Spiffbet shares slide as restructure costs hit earnings
Spiffbet second quarter gaming revenue increased both in own casinos and at partners compared to quarter 1, which is reflected in net sales, which increased by 14 percent between the quarters.
The revenue in game development & casino services from the new partner business shows a doubling during the quarter. During the quarter, operating profit before depreciation improved to -1.9 million SEK from -5.0 million SEK in the first quarter.
Effects from the ongoing restructuring of the organization and brand portfolio have resulted in lower costs. The marketing has been further streamlined to a level that is in line with the set goals, which is that the marketing should provide a sufficient return for profitability assuming reasonable costs otherwise.
The result during the quarter has been positively affected by an adjustment to the marketing costs attributable to the first quarter. What remains of ongoing streamlining are platform costs, where the full effect will only be visible during the fourth quarter. The result was somewhat negatively affected by IT costs attributable to further development of the partner offer.
During the quarter, the focus has been on reducing platform costs, which has required a streamlining of the portfolio. During the first half of the year, three brands were closed and a decision was made to close a further four brands during quarter 3 and two brands during quarter 4. This process has started and customers are continuously being migrated over to the remaining brands. This project is expected to have a positive effect from quarter 4 onwards and also opens up opportunities to free up resources for further efficiency improvements going forward. Marketing efforts will also be able to be concentrated on remaining brands, where at the beginning of the third quarter we launched Metal Casino’s Spanish-language site for Latin America and also launched Metal Casino in Brazil.
The third quarter will focus on completing existing improvement measures for the business, developing the partner business and growing the remaining brands and increasing the gross margin for these. The beginning of the third quarter is somewhat difficult to judge as the brand portfolio changes and that it is a seasonally weak quarter. So far in quarter 3, net sales are slightly below the average for the second quarter.
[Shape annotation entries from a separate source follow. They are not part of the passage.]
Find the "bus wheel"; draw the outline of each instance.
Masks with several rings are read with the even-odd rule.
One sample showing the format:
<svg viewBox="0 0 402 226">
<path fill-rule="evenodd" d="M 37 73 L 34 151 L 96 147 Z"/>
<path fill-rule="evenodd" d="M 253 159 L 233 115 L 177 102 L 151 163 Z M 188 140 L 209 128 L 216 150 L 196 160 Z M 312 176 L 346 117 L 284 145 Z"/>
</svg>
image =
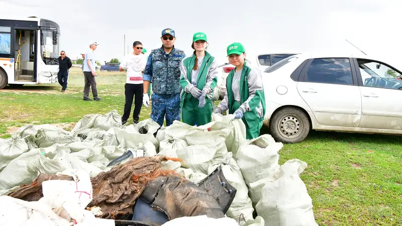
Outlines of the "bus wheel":
<svg viewBox="0 0 402 226">
<path fill-rule="evenodd" d="M 0 89 L 4 89 L 7 85 L 8 78 L 7 74 L 2 70 L 0 70 Z"/>
</svg>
The launches that began in quarter 3 are still in the evaluation stage and have not yet been switched up.
Net sales for the second quarter of the year decreased by 35 percent compared to the same period last year to SEK 16,985 thousand (SEK 26,175 thousand).
The second quarter’s net profit amounted to SEK -6,784 thousand (SEK -9,219 thousand). The period’s results are positively affected by an adjustment for marketing costs attributable to quarter 1.
During the second quarter, the cash flow amounted to SEK -1,222 thousand (SEK -4,975 thousand).
The operating cash flow from current operations for the period has increased and amounted to SEK -3,261 thousand (SEK -7,803 thousand). Equity at the end of the period amounted to SEK 33,637 thousand (SEK 76,878 thousand).Cash and cash equivalents at the end of the period amounted to SEK 1,229 thousand (SEK 13,404 thousand). Spiffbet changed the board at the annual general meeting. Peter Servin and Johan Styren took office while Per Ganstrand resigned from the board.
CEO HENRIK SVENSON COMMENTS ON THE FIRST QUARTER:
How would you summarize the second quarter?
I think it has been a good quarter with increasing revenues where we have moved closer to break-even. During the second quarter, total play on our casino sites and also play on partner sites increased, which meant organic revenue growth during the quarter. I think the most positive thing is that there has been a market investment that is healthy, where the return is at a level where we can become profitable with reasonable costs in general.
Overhead costs are in line with the efficiency plan we drew up at the beginning of the year. This is despite the fact that we have also invested in the development of the partner concept, where we see a doubling of revenue compared to quarter 1. At the end of the period, we agreed with our main supplier on a change in the brand portfolio and were able to make a decision on this at the beginning of July. When the change is implemented, we will be done with the plan from January and will have reduced costs in another area.
Why are revenues down compared to Q2 2021?
We have changed the business by working largely through partners in markets where we cannot reach but see great potential. Here, we have had a large increase during the quarter, but it is only a portion that accrues to us. This has the effect that reported revenue for Spiffbet will be lower. On a profit level, this has not been negative and we have improved the result during the quarter.
What has meant the most to the improvement in results?
As previously announced, we have carried out efficiency improvements within the business which have resulted in lower costs for staff and consultants.
What can we expect in the rest of 2022?
At the risk of repeating myself, the goal is to take home the effects of implemented measures and focus on growing organically. Much is in place to be able to reach break-even during the year, which is the highest priority for the entire organization.